Loris Gréaud nous invite ensuite à améliorer notre acuité visuelle avec du cresson saturé en anthocyanine, pigment naturel que l’on a l’habitude de donner aux pilotes de chasse afin d’augmenter leur vision de nuit. Goûtez-en avant de vous placer devant les Dream Machines où vous aurez à fermer les yeux pour «voir».
Ces caissons lumineux, inspirés de la Dream Machine du peintre et alchimiste moderne Brion Gysin, recevront vos pensées qu’ils convertiront en images. La pensée se donne à voir dans cette œuvre qui rejoint la fascination du XIXe, mais aussi de Kandinsky et Kupka, pour les phénomènes vibratoires.
Les technologies électroniques de la communication d’aujourd’hui prolongent les recherches des peintres abstraits dans un art immatériel où l’expérience et la sensibilité du spectateur sont requises.
Après cette expérience «sub-liminale», vous serez bientôt au seuil de l’exposition comme vous l’indiqueront les néons clignotant au rythme du code morse du même Limen. Pour clore le parcours, la vidéo Introduction, un début pour une fin, fait revoir en accéléré l’exposition à travers une succession de plans fixes, silencieux, reprenant des éléments des pièces présentées : le silence va plus vite quand il est joué à l’envers. La boucle est bouclée mais l’exposition reste «irrésolue» et s’ouvre déjà sur d’autres projets, un projet éditorial autour de l’exposition par exemple qui verra le jour en septembre 2005.
Loris Gréaud
— Introduction, 2004. Exposition en ligne, film béta-numérique.

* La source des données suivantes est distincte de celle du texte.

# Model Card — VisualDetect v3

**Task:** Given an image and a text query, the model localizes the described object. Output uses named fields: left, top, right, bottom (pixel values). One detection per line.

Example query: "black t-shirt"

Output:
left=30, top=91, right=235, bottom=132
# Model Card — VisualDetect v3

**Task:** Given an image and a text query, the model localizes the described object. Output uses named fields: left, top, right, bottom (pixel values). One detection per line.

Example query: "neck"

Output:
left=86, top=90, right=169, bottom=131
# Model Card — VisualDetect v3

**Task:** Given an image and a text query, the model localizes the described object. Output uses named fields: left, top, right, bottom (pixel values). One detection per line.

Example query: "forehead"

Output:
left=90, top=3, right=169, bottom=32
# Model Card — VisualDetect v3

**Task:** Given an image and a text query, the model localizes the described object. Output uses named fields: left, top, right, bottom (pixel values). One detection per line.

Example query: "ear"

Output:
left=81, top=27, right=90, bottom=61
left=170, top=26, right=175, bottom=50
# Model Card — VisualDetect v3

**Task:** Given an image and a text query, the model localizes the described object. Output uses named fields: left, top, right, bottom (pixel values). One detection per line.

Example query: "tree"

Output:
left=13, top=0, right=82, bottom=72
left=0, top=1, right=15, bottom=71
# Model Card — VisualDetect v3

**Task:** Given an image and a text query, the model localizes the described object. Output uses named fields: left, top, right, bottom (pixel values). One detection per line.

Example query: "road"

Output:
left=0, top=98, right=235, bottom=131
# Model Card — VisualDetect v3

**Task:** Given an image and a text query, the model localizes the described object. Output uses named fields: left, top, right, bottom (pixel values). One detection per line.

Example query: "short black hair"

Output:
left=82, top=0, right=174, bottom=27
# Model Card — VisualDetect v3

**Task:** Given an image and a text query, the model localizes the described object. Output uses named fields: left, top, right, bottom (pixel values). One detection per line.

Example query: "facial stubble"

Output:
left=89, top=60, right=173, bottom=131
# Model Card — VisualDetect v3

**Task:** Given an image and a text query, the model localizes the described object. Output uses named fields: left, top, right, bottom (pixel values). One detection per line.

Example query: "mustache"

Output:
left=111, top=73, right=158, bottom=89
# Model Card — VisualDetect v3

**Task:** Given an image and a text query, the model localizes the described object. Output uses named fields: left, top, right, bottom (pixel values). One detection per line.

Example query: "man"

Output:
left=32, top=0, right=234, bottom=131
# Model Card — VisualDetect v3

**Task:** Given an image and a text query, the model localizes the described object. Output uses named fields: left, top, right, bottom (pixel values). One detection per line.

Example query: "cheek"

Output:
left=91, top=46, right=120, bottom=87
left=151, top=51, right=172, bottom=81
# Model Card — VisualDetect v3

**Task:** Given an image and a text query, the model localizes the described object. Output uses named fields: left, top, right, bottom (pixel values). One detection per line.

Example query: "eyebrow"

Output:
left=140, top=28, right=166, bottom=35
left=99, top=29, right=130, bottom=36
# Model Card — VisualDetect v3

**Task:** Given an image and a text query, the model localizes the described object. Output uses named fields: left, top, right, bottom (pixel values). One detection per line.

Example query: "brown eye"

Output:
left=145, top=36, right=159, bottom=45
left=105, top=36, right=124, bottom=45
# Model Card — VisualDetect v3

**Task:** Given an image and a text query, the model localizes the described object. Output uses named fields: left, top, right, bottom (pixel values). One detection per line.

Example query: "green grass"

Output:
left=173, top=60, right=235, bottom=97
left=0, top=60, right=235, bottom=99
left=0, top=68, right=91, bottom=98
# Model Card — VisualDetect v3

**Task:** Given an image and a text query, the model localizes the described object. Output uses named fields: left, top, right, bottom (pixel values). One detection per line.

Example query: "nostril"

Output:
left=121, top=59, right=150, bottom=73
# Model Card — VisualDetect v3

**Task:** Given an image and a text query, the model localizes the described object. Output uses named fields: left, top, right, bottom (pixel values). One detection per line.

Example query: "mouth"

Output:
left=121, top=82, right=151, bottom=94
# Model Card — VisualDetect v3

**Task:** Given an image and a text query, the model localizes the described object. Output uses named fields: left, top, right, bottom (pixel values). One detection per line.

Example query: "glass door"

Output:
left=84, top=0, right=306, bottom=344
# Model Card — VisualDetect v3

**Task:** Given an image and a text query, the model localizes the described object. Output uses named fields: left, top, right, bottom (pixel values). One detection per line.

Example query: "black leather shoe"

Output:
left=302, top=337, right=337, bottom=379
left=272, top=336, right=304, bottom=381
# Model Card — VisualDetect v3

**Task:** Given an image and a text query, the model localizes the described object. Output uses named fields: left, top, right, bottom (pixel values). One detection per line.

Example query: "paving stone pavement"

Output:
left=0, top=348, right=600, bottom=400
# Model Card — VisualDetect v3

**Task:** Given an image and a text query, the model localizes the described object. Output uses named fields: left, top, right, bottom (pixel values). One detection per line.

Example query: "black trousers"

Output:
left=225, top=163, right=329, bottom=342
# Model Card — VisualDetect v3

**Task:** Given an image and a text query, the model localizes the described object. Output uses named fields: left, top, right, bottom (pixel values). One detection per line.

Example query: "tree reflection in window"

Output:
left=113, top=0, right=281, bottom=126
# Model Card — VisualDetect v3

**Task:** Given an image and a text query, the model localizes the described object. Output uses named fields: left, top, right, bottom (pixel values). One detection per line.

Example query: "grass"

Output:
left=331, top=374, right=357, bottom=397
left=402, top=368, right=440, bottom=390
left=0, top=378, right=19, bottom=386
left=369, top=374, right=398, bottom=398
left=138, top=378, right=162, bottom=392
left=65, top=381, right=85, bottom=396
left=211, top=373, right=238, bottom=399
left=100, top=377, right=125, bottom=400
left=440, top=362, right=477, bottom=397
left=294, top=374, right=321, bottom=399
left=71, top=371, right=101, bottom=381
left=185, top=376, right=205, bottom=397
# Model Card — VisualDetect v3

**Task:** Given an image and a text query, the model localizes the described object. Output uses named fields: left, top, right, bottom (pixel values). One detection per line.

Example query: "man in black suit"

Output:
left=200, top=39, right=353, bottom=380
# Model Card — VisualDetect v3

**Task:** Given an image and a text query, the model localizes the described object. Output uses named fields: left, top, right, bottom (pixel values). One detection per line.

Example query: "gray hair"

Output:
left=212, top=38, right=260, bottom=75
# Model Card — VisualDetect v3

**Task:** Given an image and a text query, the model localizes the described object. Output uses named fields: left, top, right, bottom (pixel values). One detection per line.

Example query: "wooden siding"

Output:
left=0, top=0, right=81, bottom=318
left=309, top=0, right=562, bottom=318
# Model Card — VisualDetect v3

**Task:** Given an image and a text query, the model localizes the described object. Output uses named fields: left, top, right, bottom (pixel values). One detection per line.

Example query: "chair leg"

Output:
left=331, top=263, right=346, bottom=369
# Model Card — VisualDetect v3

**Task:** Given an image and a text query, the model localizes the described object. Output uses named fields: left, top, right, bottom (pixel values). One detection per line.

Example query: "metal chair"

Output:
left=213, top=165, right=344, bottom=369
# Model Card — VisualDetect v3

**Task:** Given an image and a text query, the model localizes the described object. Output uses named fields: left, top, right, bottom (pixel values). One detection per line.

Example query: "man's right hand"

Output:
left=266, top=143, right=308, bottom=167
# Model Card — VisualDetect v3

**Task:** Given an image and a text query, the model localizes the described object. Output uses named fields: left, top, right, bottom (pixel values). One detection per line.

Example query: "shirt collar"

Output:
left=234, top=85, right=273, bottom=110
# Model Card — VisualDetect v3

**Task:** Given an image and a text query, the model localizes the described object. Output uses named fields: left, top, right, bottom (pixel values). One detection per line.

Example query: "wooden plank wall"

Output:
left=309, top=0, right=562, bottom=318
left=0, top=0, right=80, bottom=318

— CFL (cognitive Fooding Laboratory / compact fluorescent light), 2004. Laboratoire, raccords en aluminium, profils en aluminium, tubes en plexiglas, mousses, pousses de cresson modifié, tubes néons de croissance; design: James Heeley. 165 x 132 x 72 cm.
— Dream Machines, 2004. Développements électriques : Jérôme Barbé; production : gb agency et Le Plateau / Frac Ile-de-France.
— Limen, 2003. Développements électriques : Jérôme Barbé; production : gb agency
— Chains, 2005. Installations lumineuses dessinées avec Christophe Lucchini, développement : Christophe Lucchini; production : Ghosting Production, gb agency, Le Plateau / Frac Ile-de-France.